Last March, the body of a 9-year-old girl, Loubna Benaissa, was found in the cellar of a gas station in Ixelles, near here. She had been missing since 1992. A 34-year-old neighbor whose family owns the gas station was arrested on charges of abducting, raping, torturing and murdering her.

In Mons, a southern town that is home to a major command post for the North Atlantic Treaty Organization, a killer dubbed the "Dismemberer" left bags of severed body parts cut from at least four young women's corpses. The killer, unidentified and at large, is so gifted with a knife that authorities suspect he had medical training.

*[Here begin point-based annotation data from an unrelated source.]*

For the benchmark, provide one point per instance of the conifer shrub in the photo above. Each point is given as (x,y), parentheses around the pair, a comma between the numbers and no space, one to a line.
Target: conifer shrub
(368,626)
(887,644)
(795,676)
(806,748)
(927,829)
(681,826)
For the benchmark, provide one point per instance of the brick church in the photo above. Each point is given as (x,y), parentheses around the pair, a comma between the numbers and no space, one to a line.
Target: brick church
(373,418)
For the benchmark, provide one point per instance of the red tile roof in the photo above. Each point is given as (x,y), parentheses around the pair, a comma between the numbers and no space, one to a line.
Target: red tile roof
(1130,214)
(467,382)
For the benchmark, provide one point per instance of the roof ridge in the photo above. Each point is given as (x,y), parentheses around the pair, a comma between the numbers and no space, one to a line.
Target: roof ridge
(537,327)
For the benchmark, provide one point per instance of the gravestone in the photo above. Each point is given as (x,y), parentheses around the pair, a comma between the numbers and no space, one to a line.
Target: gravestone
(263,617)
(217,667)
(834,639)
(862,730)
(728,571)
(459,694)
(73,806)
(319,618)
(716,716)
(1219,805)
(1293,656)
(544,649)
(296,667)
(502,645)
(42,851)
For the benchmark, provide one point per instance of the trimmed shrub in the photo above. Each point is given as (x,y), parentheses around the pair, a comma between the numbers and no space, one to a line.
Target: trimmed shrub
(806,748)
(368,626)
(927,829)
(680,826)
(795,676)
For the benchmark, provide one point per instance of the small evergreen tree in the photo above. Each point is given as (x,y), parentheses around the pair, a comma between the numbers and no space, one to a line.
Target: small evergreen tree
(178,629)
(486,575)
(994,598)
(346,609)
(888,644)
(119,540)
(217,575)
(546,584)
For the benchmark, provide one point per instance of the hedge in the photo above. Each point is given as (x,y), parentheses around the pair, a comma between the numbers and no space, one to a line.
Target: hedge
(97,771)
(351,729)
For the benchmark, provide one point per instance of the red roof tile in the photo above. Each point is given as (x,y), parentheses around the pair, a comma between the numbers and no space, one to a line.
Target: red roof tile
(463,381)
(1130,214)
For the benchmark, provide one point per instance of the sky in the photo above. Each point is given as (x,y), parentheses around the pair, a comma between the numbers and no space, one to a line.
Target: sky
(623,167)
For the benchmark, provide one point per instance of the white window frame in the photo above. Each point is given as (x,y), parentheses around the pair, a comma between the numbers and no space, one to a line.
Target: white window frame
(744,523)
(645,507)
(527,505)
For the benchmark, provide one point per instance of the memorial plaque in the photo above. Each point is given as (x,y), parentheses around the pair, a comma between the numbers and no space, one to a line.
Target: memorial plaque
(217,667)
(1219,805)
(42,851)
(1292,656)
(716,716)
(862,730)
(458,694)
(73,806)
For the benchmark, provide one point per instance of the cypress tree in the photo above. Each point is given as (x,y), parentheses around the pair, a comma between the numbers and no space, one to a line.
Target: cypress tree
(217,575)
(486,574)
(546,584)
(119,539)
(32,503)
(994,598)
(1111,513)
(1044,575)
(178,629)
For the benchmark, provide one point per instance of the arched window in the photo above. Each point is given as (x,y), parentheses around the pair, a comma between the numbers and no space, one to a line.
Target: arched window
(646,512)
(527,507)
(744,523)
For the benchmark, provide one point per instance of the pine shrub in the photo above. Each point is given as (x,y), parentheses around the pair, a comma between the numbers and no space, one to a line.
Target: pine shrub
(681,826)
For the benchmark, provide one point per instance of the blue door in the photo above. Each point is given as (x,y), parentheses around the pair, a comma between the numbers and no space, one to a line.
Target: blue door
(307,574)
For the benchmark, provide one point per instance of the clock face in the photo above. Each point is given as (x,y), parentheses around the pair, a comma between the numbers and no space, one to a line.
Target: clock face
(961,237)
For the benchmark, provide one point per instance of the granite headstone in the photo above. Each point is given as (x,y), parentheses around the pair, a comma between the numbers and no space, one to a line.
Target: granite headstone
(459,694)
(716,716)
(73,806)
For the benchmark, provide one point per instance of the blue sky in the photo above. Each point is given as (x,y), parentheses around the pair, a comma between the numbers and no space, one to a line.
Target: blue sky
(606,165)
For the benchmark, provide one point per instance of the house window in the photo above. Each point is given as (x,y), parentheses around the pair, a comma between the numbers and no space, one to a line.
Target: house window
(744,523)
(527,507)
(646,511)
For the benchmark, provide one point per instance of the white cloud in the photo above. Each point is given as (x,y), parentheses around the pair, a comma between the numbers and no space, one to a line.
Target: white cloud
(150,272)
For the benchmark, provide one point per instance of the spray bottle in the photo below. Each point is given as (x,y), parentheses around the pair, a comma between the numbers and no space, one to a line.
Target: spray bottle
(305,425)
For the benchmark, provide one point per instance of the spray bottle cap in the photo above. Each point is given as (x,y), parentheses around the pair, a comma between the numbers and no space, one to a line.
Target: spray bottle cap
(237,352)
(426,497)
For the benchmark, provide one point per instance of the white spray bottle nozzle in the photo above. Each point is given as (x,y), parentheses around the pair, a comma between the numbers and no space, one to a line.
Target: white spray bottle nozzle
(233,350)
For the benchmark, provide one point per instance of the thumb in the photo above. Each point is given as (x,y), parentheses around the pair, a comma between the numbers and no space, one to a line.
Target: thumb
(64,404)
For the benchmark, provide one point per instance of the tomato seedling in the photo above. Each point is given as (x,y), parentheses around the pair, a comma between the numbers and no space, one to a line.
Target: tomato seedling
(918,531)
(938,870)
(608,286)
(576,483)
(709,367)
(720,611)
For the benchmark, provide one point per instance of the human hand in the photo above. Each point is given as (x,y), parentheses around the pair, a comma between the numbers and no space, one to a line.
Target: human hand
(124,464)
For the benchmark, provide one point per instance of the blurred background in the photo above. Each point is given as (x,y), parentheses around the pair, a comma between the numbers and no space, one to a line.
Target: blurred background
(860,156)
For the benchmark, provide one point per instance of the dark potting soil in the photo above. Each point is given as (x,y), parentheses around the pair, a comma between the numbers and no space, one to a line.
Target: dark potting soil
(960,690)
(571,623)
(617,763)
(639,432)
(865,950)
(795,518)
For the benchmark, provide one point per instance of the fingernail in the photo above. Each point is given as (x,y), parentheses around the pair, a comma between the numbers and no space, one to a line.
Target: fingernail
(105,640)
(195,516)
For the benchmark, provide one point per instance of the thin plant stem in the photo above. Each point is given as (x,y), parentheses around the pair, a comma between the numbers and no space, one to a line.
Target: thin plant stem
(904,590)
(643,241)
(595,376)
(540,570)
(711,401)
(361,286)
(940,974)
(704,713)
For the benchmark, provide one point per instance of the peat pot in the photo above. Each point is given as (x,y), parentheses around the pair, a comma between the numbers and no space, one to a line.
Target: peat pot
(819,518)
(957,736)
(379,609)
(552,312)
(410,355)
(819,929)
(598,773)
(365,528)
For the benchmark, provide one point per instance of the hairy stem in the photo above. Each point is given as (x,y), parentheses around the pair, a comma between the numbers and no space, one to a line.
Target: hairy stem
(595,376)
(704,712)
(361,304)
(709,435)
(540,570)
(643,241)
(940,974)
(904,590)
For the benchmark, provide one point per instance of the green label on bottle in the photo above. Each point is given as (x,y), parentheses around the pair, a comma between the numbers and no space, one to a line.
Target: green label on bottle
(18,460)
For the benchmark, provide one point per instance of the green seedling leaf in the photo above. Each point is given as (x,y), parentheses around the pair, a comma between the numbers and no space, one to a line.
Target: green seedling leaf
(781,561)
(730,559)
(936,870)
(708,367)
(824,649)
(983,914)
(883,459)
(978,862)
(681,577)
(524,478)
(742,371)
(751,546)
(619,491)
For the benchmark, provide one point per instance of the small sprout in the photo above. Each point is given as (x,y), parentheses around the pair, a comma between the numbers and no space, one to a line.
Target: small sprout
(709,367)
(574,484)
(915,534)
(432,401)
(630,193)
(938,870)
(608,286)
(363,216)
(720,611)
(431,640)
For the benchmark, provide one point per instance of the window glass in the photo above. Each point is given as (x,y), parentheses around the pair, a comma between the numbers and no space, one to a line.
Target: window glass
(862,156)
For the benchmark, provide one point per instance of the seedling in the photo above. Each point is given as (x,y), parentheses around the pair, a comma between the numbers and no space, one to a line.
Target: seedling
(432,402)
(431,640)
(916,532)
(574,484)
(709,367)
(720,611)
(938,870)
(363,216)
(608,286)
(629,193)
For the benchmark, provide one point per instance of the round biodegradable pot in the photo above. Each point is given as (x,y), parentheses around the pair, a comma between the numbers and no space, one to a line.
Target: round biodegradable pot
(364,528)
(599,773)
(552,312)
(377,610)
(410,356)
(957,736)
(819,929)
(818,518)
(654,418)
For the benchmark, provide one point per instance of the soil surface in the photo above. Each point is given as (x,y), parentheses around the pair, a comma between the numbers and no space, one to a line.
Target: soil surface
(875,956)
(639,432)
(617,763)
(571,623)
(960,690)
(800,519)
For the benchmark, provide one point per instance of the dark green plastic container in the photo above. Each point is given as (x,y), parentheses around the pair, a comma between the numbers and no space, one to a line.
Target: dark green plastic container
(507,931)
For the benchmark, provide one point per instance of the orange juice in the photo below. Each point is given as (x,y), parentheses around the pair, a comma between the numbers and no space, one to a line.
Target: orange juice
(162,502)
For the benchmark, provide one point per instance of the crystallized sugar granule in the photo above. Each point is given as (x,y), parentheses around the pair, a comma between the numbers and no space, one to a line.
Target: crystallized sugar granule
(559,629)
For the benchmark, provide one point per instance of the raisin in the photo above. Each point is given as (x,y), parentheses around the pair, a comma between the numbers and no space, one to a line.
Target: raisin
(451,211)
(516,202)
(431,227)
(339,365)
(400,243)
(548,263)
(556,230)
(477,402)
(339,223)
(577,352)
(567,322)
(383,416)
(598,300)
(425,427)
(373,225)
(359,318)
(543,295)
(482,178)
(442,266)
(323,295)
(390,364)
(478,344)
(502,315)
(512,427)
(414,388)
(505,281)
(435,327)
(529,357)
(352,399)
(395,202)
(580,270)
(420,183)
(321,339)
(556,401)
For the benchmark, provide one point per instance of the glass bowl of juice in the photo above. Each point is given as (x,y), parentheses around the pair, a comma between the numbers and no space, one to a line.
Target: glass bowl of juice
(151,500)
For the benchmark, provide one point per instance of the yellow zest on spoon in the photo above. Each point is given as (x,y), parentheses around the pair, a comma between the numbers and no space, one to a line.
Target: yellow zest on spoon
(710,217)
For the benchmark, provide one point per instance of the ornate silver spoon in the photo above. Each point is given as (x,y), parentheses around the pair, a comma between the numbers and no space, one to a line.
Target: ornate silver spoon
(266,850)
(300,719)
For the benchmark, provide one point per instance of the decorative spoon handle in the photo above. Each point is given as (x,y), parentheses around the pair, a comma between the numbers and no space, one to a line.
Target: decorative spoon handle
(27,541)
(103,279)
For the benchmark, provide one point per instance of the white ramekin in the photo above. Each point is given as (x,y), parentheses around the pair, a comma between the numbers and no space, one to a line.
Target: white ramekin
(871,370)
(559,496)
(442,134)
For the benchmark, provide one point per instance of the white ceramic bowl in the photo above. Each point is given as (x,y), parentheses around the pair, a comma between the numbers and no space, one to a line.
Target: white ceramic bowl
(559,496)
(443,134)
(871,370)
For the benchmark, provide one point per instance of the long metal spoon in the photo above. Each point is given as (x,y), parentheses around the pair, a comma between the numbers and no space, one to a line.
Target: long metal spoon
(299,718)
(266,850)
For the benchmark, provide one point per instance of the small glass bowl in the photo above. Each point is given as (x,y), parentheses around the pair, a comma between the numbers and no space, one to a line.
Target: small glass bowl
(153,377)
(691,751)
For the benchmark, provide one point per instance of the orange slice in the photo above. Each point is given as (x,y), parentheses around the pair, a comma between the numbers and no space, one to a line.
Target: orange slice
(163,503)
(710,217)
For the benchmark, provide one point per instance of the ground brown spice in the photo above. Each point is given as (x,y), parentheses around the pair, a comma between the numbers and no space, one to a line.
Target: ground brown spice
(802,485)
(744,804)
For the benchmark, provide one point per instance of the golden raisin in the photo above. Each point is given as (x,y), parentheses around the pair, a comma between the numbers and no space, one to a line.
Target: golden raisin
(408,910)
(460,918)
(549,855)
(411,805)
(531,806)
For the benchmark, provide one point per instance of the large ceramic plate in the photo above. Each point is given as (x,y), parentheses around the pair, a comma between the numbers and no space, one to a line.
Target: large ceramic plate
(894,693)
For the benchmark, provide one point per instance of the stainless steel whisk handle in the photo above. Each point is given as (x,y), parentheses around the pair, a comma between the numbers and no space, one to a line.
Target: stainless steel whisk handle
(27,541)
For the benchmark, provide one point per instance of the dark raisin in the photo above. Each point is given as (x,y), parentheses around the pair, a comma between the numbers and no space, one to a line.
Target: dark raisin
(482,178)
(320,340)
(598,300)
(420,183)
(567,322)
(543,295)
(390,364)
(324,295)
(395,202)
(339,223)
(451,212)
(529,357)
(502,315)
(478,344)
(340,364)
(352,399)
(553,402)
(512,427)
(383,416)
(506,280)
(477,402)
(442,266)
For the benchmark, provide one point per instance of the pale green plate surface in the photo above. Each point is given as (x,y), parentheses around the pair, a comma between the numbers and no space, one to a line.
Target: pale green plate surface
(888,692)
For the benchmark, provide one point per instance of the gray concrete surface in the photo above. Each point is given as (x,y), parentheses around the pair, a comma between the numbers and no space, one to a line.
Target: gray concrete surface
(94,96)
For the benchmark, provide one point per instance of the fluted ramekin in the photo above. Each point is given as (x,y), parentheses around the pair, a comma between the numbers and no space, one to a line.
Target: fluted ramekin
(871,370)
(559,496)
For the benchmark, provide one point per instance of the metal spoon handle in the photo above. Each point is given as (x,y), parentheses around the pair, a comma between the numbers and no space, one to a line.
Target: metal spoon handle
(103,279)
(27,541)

In any event, he has a warped sense of humor: Some of his grisly cargo was dumped in spots with names such as "Legs Street" and "Sorrow Road."

Now, Belgians' attention has been riveted by the alleged crimes of the stout, disheveled and bespectacled Pandy and his 39-year-old daughter, Agnes, a quiet, diligent employee in the maps department of the Albert 1st Royal Library.

Pandy was arrested Oct. 17 on a complaint filed 15 years ago by Agnes. The young woman claimed that her father had been her lover and blamed him for the disappearances of six people: her mother; Pandy's second wife; and four of her siblings or step-siblings.

The original investigation, closed in 1993 for lack of evidence, was reopened earlier this year by prosecutors anxious to prevent a repeat of the bungling that marred the Dutroux affair.